La limitation de vitesse à 80 km/h sur les routes sans séparateur central va-t-elle être remise en cause ?

Cette mesure a été prise suite à des études réalisées par des spécialistes de l’accidentologie : sa remise en cause serait une mesure démagogique pour satisfaire certains élus et usagers aux dépens de la sécurité routière qui est un problème de santé publique.

On ne peut qu’être surpris de l’attitude de certains élus, universitaires, géographes, statisticiens… qui ont entretenu dans les médias l’idée selon laquelle le mouvement des « gilets jaunes » aurait été déclenché par la limitation de vitesse, car celle-ci pénaliserait la ruralité.

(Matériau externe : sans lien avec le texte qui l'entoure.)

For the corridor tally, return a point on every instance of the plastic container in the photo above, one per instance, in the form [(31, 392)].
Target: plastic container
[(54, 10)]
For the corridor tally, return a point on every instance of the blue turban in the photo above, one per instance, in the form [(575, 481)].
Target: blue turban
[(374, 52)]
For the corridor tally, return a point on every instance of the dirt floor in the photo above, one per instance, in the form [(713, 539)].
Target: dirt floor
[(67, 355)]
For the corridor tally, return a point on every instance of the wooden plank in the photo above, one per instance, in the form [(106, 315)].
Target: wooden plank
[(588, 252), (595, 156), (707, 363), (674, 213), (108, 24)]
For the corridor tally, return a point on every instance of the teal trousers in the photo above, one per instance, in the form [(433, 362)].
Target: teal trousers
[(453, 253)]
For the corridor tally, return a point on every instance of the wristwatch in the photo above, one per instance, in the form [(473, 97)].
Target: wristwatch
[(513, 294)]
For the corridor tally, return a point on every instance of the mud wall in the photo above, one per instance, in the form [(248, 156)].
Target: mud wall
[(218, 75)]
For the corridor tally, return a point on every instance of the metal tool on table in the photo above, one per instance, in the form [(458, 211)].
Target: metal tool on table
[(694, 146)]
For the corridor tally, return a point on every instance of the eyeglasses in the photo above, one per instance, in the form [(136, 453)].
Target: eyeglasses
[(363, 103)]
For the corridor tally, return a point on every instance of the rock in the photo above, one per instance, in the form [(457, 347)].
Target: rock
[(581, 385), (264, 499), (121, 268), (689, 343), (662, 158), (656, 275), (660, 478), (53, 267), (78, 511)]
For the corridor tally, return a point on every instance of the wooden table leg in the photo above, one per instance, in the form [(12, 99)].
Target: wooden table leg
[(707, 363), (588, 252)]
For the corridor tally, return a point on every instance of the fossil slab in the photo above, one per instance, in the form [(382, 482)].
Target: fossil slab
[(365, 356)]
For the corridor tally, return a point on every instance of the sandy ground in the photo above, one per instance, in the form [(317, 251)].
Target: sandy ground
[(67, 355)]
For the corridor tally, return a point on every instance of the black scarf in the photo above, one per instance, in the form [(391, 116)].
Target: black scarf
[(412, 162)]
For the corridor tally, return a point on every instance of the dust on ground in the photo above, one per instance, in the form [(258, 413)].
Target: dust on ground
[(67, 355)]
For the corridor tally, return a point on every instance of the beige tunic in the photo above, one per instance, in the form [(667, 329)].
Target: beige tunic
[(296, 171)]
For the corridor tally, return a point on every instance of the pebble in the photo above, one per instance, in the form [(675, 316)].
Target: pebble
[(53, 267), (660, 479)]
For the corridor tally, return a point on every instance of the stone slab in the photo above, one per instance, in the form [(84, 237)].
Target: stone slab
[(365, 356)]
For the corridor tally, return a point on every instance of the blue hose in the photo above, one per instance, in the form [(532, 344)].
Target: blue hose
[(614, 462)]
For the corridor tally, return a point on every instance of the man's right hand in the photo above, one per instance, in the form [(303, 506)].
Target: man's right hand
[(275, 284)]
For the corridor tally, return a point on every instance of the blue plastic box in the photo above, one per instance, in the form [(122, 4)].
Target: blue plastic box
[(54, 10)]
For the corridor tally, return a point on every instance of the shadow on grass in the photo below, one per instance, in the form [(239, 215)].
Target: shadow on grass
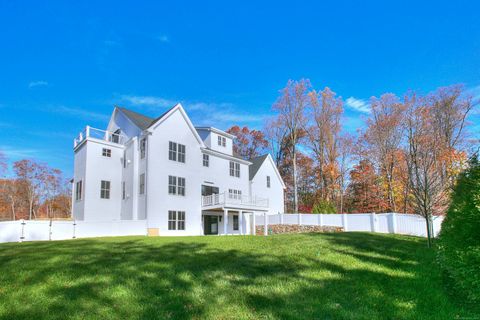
[(345, 276)]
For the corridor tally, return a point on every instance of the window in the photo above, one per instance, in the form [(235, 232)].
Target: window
[(206, 160), (172, 151), (78, 191), (143, 144), (106, 152), (172, 185), (176, 185), (142, 184), (172, 220), (181, 220), (222, 141), (235, 222), (105, 189), (234, 169), (181, 186), (176, 151), (235, 194), (181, 153), (176, 220)]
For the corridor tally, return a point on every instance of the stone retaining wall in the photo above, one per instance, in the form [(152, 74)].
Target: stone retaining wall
[(294, 228)]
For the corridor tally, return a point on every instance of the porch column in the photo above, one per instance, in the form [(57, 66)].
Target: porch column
[(225, 221), (240, 221), (265, 224), (254, 229)]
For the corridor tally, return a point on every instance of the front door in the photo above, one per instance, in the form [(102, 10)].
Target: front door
[(210, 224), (209, 190)]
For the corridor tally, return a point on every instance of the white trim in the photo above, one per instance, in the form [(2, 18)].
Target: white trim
[(224, 155), (217, 131), (177, 107)]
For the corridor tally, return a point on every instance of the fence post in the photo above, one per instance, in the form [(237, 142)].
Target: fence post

C’est ignorer que c’est dans les zones rurales et sur les routes départementales (RD) que le nombre et la gravité des accidents sont les plus importants. Une étude de Matthieu Grossetête (chercheur à l’université de Picardie), publiée dans Le Monde Diplomatique d’août 2016 et que nous avions relayée sur notre site montre :

  • d’une part, que 80% des accidents mortels ont lieu sur les RD.
  • d’autre part, que ce sont souvent les personnes qui vivent loin des agglomérations, qui effectuent les trajets les plus longs pour se rendre au travail, qui sont les premières victimes de ces accidents.

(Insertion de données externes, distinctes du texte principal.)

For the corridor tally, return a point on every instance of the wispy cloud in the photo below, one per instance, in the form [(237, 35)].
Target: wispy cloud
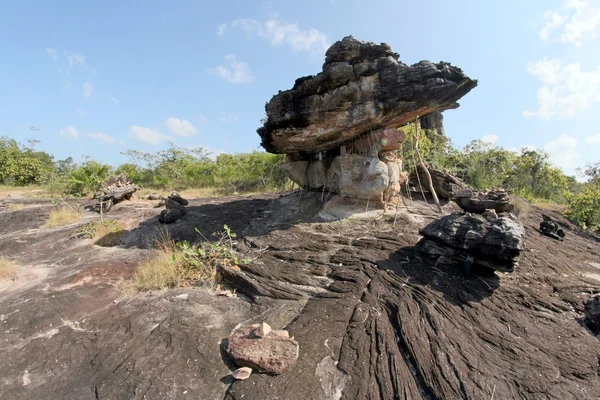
[(52, 53), (563, 151), (237, 72), (491, 139), (75, 59), (566, 90), (580, 21), (88, 89), (102, 137), (179, 127), (147, 135), (278, 33), (228, 117), (221, 29), (69, 132)]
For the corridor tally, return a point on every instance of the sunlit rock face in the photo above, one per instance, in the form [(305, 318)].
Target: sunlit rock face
[(339, 127)]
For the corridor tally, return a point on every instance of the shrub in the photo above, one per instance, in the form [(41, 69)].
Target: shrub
[(584, 207), (185, 264), (62, 216)]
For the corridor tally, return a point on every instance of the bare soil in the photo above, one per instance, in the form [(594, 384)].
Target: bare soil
[(373, 320)]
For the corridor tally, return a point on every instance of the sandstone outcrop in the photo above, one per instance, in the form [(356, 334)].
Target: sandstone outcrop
[(339, 127), (115, 190), (445, 184), (477, 202)]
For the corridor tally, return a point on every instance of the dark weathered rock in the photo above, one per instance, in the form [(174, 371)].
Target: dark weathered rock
[(176, 197), (550, 228), (494, 244), (116, 189), (174, 205), (170, 215), (592, 310), (477, 202), (446, 185), (273, 354), (362, 88)]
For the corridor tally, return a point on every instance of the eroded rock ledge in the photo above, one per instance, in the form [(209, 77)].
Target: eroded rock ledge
[(339, 127)]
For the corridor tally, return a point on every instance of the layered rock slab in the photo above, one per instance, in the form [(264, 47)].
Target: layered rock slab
[(363, 87)]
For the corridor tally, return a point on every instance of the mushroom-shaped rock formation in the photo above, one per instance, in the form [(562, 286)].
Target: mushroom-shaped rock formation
[(339, 127)]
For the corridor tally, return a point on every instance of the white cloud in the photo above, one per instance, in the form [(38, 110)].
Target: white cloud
[(228, 117), (180, 127), (147, 135), (563, 151), (593, 140), (239, 72), (52, 53), (278, 32), (75, 59), (553, 21), (88, 89), (69, 132), (581, 20), (102, 137), (491, 139), (566, 90)]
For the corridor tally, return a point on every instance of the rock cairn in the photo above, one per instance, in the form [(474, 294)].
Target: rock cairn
[(116, 189), (477, 202), (263, 349), (550, 228), (487, 241), (175, 208), (339, 127)]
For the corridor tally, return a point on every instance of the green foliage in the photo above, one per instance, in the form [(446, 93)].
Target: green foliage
[(21, 165), (584, 207), (87, 178), (249, 171)]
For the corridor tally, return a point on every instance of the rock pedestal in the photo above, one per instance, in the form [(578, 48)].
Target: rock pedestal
[(340, 126)]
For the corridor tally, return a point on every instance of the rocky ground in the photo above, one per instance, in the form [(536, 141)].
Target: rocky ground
[(373, 320)]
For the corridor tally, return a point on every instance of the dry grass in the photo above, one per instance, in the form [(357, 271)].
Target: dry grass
[(62, 216), (8, 269), (183, 264)]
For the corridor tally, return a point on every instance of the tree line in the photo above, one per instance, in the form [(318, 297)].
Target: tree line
[(527, 173)]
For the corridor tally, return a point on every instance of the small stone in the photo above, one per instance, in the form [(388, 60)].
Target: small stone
[(261, 330), (241, 374)]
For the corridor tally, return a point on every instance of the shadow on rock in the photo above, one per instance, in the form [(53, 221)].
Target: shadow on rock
[(448, 280)]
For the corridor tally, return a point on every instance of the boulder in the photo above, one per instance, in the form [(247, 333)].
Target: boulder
[(273, 353), (592, 310), (170, 215), (494, 244), (363, 87), (446, 185)]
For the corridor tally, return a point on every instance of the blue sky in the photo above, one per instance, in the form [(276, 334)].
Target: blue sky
[(98, 78)]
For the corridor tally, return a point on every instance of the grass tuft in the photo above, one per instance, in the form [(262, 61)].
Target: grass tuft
[(62, 216), (185, 264), (8, 269)]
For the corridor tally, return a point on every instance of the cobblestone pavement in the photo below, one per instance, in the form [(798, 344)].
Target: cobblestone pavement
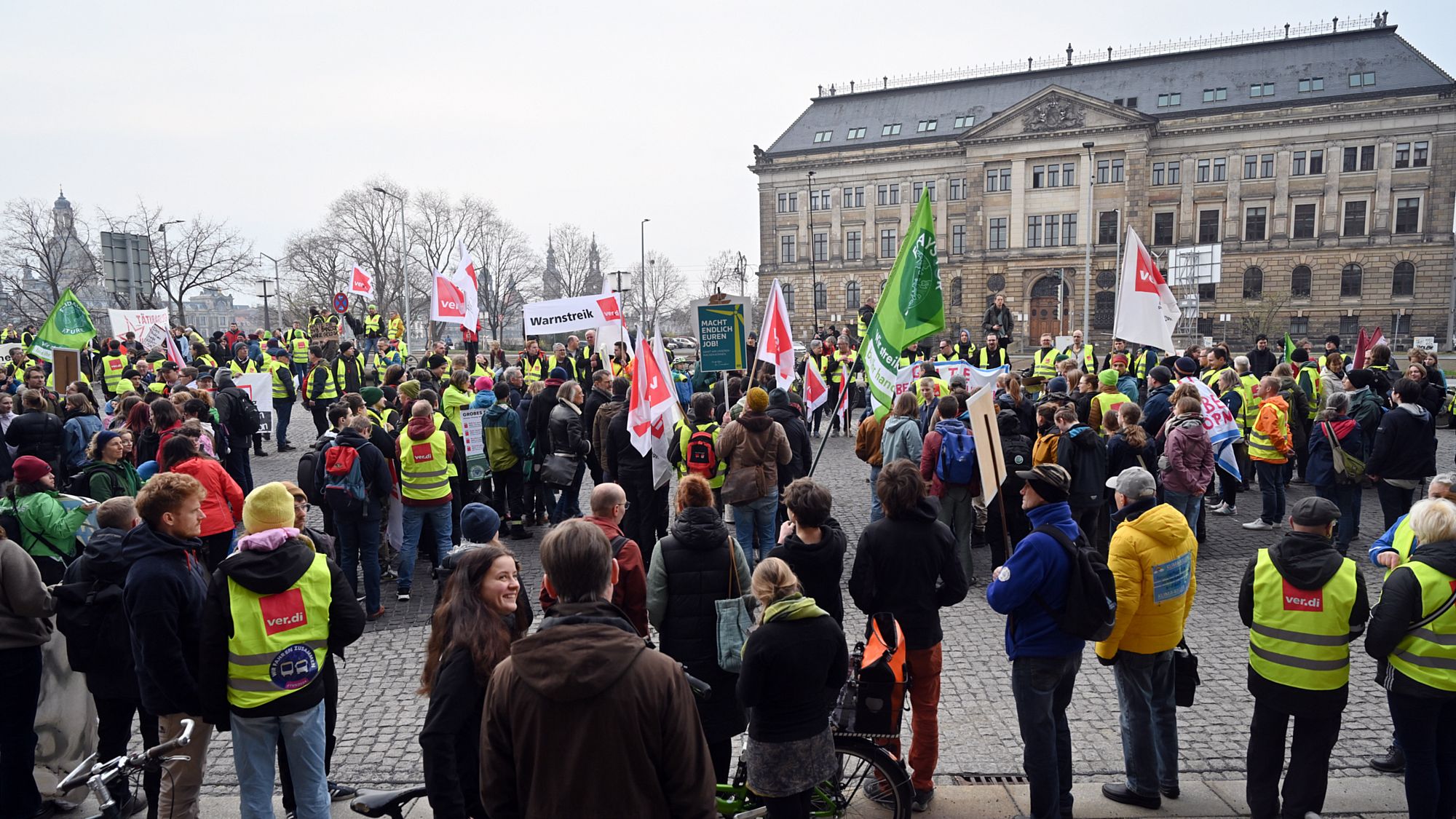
[(381, 713)]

Nombre de « spécialistes » de ce sujet ont été invités dans les médias : pourquoi n’ont-ils pas indiqué que la limitation de la vitesse réduisait la gravité des accidents, la consommation de carburant, et la pollution : autant de sujets qui sont au cœur des préoccupations des citoyens…

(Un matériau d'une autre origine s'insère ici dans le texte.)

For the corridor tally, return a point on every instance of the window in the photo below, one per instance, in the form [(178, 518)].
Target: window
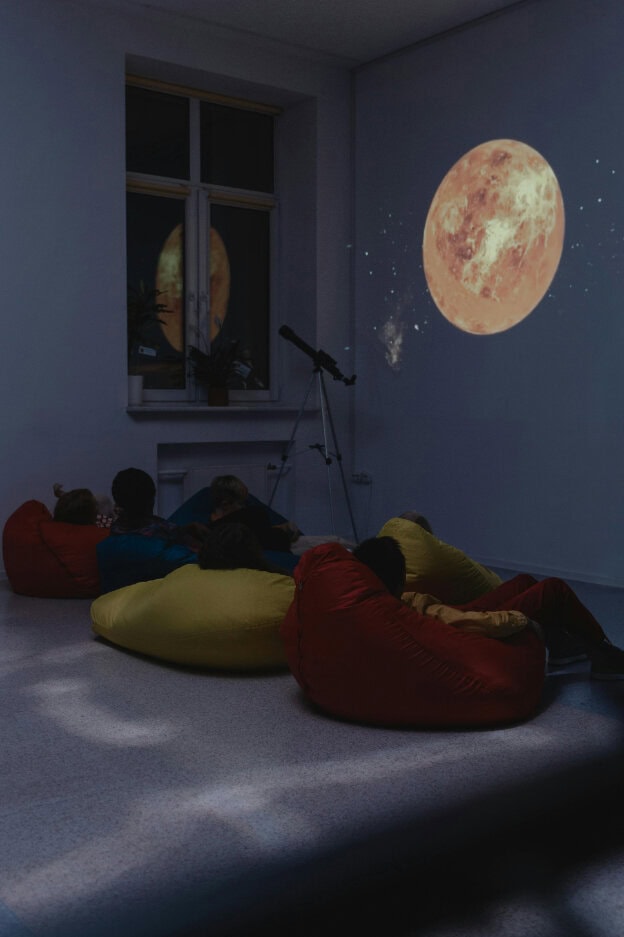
[(200, 220)]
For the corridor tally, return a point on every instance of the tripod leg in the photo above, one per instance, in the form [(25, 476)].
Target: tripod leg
[(325, 409), (291, 441)]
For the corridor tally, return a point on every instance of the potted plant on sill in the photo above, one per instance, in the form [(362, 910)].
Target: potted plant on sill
[(214, 369)]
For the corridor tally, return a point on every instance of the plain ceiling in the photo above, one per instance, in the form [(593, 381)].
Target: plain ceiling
[(354, 31)]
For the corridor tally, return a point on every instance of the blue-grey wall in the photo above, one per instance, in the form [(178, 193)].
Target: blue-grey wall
[(513, 444)]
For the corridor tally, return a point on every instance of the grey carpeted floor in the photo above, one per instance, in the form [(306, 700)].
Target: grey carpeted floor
[(140, 799)]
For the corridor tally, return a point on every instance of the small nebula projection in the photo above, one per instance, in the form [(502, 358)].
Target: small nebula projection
[(391, 337)]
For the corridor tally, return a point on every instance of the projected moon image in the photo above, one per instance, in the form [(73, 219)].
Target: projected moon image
[(493, 237), (170, 282)]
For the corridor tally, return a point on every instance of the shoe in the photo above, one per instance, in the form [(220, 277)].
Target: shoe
[(607, 662), (564, 648)]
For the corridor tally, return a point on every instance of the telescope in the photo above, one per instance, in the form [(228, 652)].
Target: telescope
[(320, 358)]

Par ailleurs, on ne peut pas laisser dire que la mise en place des contrôles automatisés de la vitesse (avec l’installation des radars) est un racket : leur installation et leur entretien s’évaluent en millions d’euros par an alors que le coût annuel de l‘insécurité routière s’élève à 24 milliards ! La multiplication des contrôles et les sanctions qui en découlent éventuellement sont des mesures essentiellement préventives et éducatives.

La réduction de la vitesse aboutit de fait à une diminution du nombre d’accidents, et donc de victimes (pour mémoire, 1% de réduction de vitesse entraine une diminution de 4% du nombre de morts.)

Qui décidera de la remise en cause de la limitation de vitesse sur notre territoire devra assumer l’augmentation du nombre de morts et de personnes handicapées à vie.